The U.S. Department of Justice had filed an emergency appeal with the Ninth Circuit on behalf of the Pentagon after U.S. District Judge Virginia Phillips ruled Oct. 12 that the law is unconstitutional and enforcement of it must cease.
"The order is stayed temporarily in order to provide this court with an opportunity to consider fully the issues presented," a three-judge panel stated late Wednesday, adding that both sides have until Oct. 25 to file additional paperwork.
Richard Land, president of the Southern Baptist Ethics & Religious Liberty Commission, noted that the Ninth Circuit is the most liberal appeals court in the country, yet the judges ruled against the immediate suspension of Don't Ask, Don't Tell.

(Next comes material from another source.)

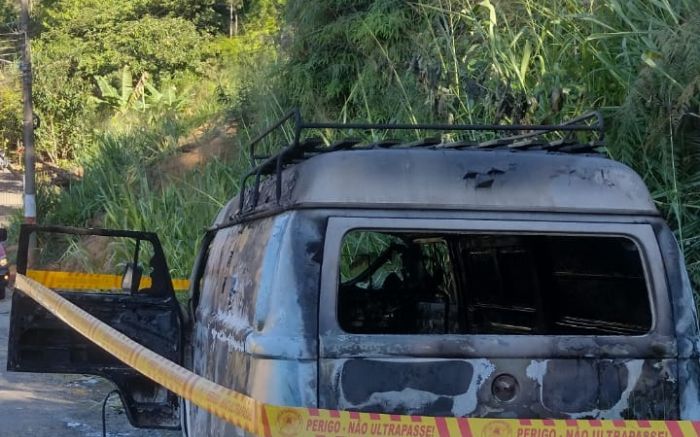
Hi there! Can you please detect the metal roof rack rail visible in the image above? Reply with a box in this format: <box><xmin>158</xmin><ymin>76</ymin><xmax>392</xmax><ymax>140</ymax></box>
<box><xmin>239</xmin><ymin>108</ymin><xmax>605</xmax><ymax>214</ymax></box>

"This shows that even the Ninth Circuit has rational moments when it comes to judicial hubris and imperialism, and they have wisely stayed this dangerous and rash decision until they have time to adjudicate it and come to a decision," Land told Baptist Press. "So the military has a temporary respite from the judicial attempts at social engineering with our nation's military. We should all be grateful."
In earlier comments to Baptist Press, Land said Don't Ask, Don't Tell has worked, "and we don't need to be experimenting with our armed forces when we're involved in two wars."
In a news release Oct. 21, the Defense Department said it supports the appeals court decision and wants time for a deliberative long-range look at any changes in Don't Ask, Don't Tell.
"For the reasons stated in the government's submission, we believe a stay is appropriate," Pentagon spokeswoman Cynthia Smith said.